The actual values of price elasticity depend on the structure of the auction and therefore can be different in different geographical regions or industry sectors and change over time. However, our practice shows that in competitive sectors the elasticity is around 1 when the ad starts being displayed in top of the page placements, and then lowers. The ROI > 1/E formula indicates here, that only advertisers with ROI > 100% should fight for higher “top” placements. Otherwise, increasing “top” positions, for example, increasing the average position from 2 to 1.5, should make profits lower despite higher sales.
Lifetime Value of Conversion
It is very important to evaluate the conversion value and ROI properly. A conservative approach, where only the direct income from the conversion is taken into account, may result in a very defensive strategy.
Online marketing not only acquires conversions, but creates branding effects and, consequently increased sales from direct and brand traffic sources. Conversions reported by conversion tracking systems, like Google Analytics, tend to reflect just a part of the online marketing impact.

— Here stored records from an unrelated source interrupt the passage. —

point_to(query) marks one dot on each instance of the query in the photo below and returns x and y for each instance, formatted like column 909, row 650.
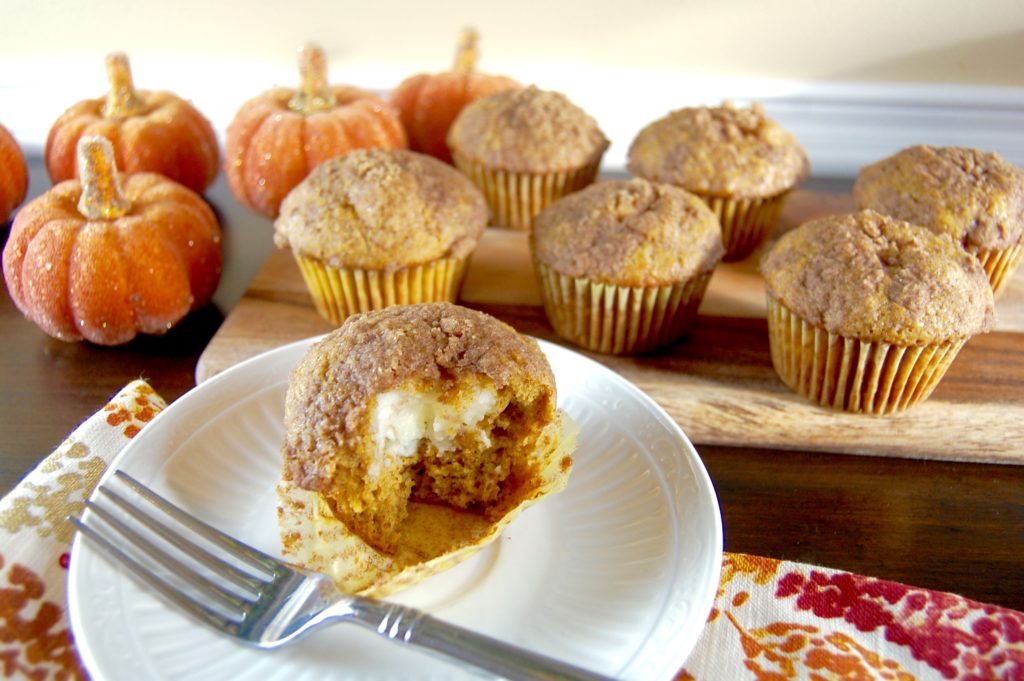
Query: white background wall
column 626, row 62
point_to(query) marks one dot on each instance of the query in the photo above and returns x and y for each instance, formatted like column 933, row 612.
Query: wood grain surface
column 718, row 382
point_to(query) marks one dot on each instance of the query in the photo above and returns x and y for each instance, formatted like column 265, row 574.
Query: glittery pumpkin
column 91, row 260
column 13, row 174
column 151, row 131
column 278, row 137
column 429, row 102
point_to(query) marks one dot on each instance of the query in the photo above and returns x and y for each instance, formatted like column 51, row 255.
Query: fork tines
column 192, row 564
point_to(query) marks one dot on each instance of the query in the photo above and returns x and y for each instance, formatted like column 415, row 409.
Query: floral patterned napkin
column 772, row 620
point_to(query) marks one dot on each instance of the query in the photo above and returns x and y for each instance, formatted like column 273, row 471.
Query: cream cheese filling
column 400, row 420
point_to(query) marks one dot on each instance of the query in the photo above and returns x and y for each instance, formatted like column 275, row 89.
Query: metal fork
column 265, row 602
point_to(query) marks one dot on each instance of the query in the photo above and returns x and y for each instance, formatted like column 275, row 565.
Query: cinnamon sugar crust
column 527, row 130
column 435, row 351
column 720, row 152
column 629, row 232
column 873, row 278
column 975, row 197
column 382, row 209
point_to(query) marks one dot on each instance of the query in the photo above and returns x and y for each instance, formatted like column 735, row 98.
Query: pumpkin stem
column 465, row 55
column 314, row 92
column 102, row 198
column 122, row 100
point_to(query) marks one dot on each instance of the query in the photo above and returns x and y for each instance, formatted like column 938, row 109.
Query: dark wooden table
column 950, row 526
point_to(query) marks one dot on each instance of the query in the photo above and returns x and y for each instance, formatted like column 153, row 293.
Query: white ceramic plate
column 616, row 573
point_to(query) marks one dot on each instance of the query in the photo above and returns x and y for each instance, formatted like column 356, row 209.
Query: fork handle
column 415, row 628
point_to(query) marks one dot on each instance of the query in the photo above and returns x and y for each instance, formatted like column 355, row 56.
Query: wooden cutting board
column 718, row 382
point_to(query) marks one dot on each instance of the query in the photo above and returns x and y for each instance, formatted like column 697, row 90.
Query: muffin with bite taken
column 975, row 197
column 377, row 227
column 739, row 161
column 414, row 435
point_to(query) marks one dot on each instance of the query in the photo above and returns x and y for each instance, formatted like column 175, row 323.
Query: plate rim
column 702, row 480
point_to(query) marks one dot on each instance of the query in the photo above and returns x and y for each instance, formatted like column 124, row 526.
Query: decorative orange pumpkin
column 278, row 137
column 429, row 102
column 91, row 260
column 157, row 132
column 13, row 174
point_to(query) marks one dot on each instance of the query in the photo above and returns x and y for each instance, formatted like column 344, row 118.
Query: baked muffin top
column 975, row 197
column 382, row 209
column 332, row 391
column 527, row 130
column 720, row 152
column 877, row 279
column 628, row 232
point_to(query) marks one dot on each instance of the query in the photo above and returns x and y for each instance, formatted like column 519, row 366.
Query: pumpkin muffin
column 866, row 312
column 414, row 435
column 524, row 149
column 624, row 264
column 975, row 197
column 740, row 162
column 376, row 227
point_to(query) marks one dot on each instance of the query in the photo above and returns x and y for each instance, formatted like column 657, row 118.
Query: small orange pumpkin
column 278, row 137
column 429, row 102
column 157, row 132
column 89, row 260
column 13, row 174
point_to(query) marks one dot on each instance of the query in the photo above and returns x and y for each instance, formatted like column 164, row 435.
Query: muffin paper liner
column 516, row 198
column 999, row 264
column 339, row 292
column 619, row 320
column 745, row 222
column 852, row 375
column 434, row 539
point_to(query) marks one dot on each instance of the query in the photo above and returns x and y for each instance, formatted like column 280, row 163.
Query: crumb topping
column 873, row 278
column 382, row 209
column 430, row 344
column 527, row 130
column 721, row 152
column 629, row 232
column 975, row 197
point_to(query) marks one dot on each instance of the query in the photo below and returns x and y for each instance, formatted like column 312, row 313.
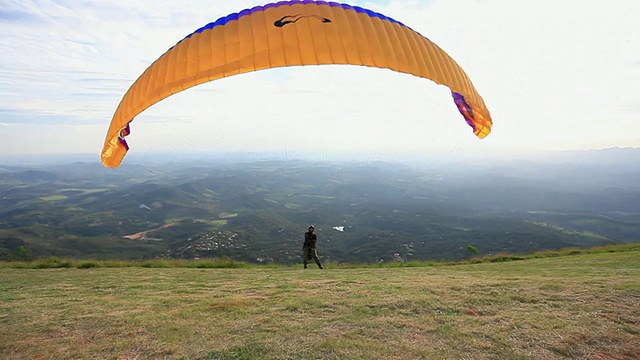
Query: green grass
column 580, row 306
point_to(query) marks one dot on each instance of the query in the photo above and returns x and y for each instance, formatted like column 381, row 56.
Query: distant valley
column 258, row 210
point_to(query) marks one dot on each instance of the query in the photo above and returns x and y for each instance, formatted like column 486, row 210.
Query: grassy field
column 585, row 306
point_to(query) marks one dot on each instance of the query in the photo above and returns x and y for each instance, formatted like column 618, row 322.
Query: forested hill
column 363, row 211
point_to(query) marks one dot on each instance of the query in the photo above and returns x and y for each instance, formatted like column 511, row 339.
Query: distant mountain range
column 258, row 210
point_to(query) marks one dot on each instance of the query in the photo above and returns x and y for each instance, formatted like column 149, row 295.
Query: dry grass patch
column 580, row 307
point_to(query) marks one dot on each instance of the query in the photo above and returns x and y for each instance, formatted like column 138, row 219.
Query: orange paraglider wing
column 292, row 33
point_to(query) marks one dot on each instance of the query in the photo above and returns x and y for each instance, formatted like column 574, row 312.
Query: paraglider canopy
column 292, row 33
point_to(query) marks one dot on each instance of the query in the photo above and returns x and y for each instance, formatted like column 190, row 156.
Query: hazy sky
column 555, row 74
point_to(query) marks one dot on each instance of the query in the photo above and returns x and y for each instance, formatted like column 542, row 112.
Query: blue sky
column 555, row 76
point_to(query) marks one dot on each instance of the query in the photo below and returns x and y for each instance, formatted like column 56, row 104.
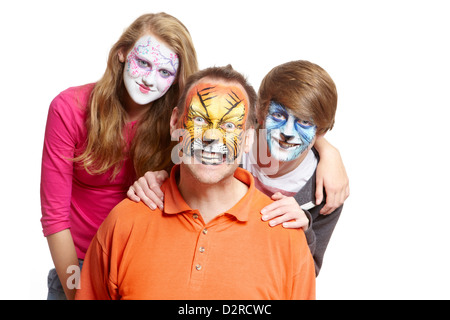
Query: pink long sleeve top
column 71, row 198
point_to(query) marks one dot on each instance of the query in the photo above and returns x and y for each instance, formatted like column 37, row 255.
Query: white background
column 390, row 62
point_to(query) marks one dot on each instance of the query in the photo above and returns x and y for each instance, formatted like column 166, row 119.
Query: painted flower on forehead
column 287, row 135
column 214, row 123
column 150, row 69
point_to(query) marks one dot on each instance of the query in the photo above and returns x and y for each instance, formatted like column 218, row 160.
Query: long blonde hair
column 150, row 150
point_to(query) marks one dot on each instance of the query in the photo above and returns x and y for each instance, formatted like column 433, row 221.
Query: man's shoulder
column 125, row 216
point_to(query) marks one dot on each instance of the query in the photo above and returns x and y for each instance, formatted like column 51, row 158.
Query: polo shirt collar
column 174, row 202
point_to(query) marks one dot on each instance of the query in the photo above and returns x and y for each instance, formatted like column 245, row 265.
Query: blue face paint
column 287, row 135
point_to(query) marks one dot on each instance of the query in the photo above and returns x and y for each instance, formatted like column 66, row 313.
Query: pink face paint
column 151, row 68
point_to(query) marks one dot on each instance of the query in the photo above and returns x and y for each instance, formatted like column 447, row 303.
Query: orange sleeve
column 304, row 282
column 95, row 281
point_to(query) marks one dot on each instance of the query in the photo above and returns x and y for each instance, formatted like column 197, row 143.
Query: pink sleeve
column 57, row 168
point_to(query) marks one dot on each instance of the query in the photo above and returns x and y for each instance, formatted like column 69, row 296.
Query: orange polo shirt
column 138, row 253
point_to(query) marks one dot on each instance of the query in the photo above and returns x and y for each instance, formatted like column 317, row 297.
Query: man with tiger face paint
column 208, row 242
column 210, row 124
column 214, row 123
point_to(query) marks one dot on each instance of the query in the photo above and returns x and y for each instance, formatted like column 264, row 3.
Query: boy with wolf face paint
column 297, row 105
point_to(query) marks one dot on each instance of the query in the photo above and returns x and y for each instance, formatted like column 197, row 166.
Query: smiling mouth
column 210, row 158
column 144, row 89
column 286, row 145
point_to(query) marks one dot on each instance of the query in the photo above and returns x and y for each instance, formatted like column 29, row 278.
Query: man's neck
column 211, row 199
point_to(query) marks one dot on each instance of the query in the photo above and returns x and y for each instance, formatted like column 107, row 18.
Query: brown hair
column 227, row 74
column 150, row 149
column 303, row 87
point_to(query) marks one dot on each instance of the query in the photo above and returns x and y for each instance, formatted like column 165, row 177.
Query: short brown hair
column 304, row 88
column 227, row 74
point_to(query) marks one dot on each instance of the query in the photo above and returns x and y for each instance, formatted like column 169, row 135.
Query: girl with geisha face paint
column 150, row 69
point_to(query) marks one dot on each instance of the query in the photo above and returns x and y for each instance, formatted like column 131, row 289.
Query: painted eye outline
column 143, row 64
column 278, row 116
column 229, row 129
column 165, row 74
column 199, row 121
column 305, row 124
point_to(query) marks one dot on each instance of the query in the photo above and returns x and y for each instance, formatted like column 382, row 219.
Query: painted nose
column 286, row 137
column 149, row 79
column 211, row 136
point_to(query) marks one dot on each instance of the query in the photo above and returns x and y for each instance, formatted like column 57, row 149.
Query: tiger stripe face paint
column 214, row 123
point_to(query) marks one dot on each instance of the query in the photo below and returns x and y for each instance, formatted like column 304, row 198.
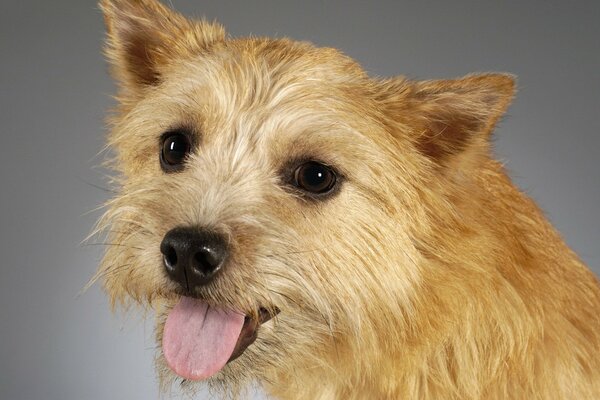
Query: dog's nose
column 193, row 256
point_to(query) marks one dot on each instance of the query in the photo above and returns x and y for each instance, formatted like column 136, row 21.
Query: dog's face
column 275, row 202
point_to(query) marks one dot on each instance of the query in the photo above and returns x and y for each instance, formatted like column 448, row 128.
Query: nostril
column 207, row 261
column 170, row 257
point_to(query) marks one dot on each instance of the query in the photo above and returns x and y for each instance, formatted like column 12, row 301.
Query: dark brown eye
column 175, row 149
column 314, row 177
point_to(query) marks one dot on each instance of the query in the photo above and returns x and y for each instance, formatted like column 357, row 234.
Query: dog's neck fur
column 488, row 338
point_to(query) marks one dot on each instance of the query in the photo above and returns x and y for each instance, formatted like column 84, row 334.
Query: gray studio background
column 55, row 90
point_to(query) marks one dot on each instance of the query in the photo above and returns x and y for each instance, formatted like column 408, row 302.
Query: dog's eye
column 175, row 149
column 314, row 177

An online campaign may bring cross-device and cross-browser conversions. Many products have longer average conversion paths. Some clicks “only” assist, while the conversion tracking system attributes the entire value to the last click. Online visitors may convert offline, calling the call centre or visiting stores at physical locations. A new customer may become a loyal client who will bring more value in the future, not only by direct purchases, but also by referrals to potential clients. Finally, if we don’t place our bid in AdWords auction, the prospective buyers can’t find our website in Google. As a result, our competitors take the available space at lower cost.
Although the value of indirect benefits is usually difficult to estimate, the conversion value used for the calculation of campaign targets should also include the value of indirect benefits.
The current, pure online conversion value is only the tip of the iceberg. Focusing on one purchase income and last click conversion misses the bigger picture because it does not represent the entire value of conversion. Using them to calculate the current ROI may result in too conservative bidding and subsequently missed opportunities.